CWE-253: Incorrect Check of Function Return Value
Official CWE-253 CWE context with Glexia analysis, remediation guidance, related CVEs, and ATT&CK context.
Glexia's Take
CWE-253: Incorrect Check of Function Return Value
Incorrect Check of Function Return Value represents a recurring weakness pattern that can create exploitable paths when design, validation, or implementation controls are missing.
Executive Impact
- Availability,Integrity: Unexpected State,DoS: Crash, Exit, or Restart: An unexpected return value could place the system in a state that could lead to a crash or other unintended behaviors.
Developer Pattern
CWE-253 is the kind of defect developers can usually prevent with explicit validation, safer framework defaults, and tests that exercise hostile input or unsafe state transitions.
Confidence
high confidence from CWE-253, 4.20.
Official CWE Definition
CWE-253: Incorrect Check of Function Return Value
The product incorrectly checks a return value from a function, which prevents it from detecting errors or exceptional conditions.
Important and common functions will return some value about the success of its actions. This will alert the program whether or not to handle any errors caused by that function.

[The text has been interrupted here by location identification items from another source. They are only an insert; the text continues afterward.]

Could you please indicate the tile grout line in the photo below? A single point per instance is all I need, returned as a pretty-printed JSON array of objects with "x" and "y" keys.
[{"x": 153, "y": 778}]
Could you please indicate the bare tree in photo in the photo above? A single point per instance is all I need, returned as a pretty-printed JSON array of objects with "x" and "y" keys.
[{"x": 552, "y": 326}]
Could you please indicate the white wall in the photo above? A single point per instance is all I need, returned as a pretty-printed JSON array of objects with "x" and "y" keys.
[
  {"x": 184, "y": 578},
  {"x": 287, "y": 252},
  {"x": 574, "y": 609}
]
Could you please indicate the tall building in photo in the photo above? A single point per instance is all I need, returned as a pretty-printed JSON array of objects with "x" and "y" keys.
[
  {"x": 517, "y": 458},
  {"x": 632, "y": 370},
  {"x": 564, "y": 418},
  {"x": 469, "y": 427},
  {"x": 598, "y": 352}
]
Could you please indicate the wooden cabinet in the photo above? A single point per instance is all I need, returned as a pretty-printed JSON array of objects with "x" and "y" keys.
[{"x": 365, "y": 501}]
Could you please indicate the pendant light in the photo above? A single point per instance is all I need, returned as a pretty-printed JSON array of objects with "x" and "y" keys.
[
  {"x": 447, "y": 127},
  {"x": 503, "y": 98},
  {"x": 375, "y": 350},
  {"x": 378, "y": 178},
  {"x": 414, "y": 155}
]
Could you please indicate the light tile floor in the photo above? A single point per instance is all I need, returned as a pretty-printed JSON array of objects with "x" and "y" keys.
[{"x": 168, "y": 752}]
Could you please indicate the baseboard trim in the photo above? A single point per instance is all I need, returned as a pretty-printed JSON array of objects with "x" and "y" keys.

Developer And Remediation Guidance
How teams prevent and detect this weakness
Causes
- This code attempts to allocate memory for 4 integers and checks if the allocation succeeds. The code assumes that only a negative return value would indicate an error, but malloc() may return a null pointer when there is an error. The value of tmp could then be equal to 0, and the error would be missed.
Remediation
- Architecture and Design: Use a language or compiler that uses exceptions and requires the catching of those exceptions.

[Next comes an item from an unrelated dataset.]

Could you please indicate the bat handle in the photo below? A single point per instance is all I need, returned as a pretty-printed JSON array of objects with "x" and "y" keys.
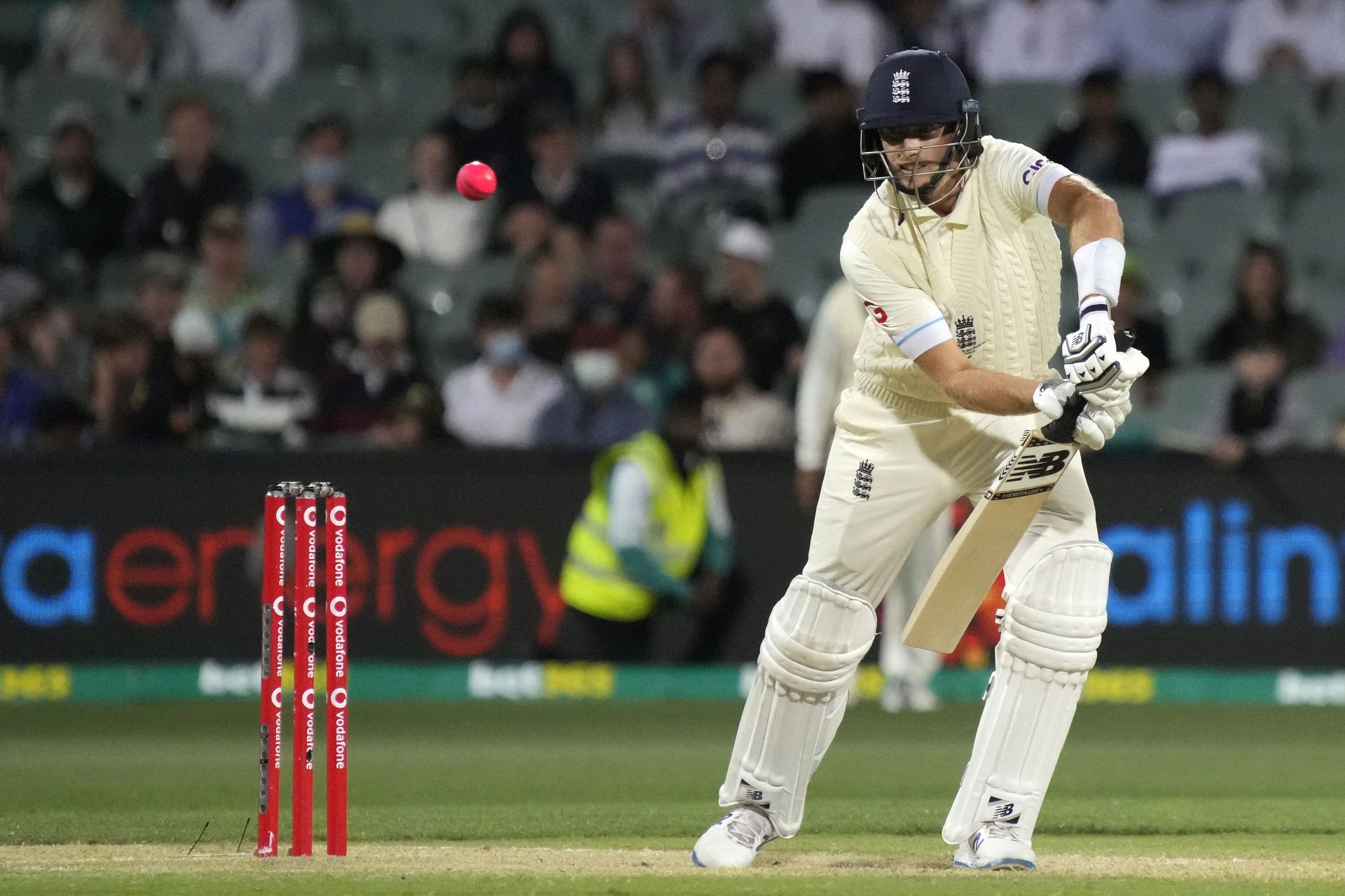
[{"x": 1063, "y": 429}]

- Implementation: Properly check all functions which return a value.
- Implementation: When designing any function make sure you return a value or throw an exception in case of an error.
Detection
- Automated Static Analysis: Automated static analysis, commonly referred to as Static Application Security Testing (SAST), can find some instances of this weakness by analyzing source code (or binary/compiled code) without having to execute it. Typically, this is done by building a model of data flow and control flow, then searching for potentially-vulnerable patterns that connect "sources" (origins of input) with "sinks" (destinations where the data interacts with external components, a lower layer such as the OS, etc.)
Mappings
Related CVEs, CWEs, and ATT&CK context
Related CWEs
ATT&CK Relevance
ATT&CK relevance is shown only when reviewed or responsibly inferred.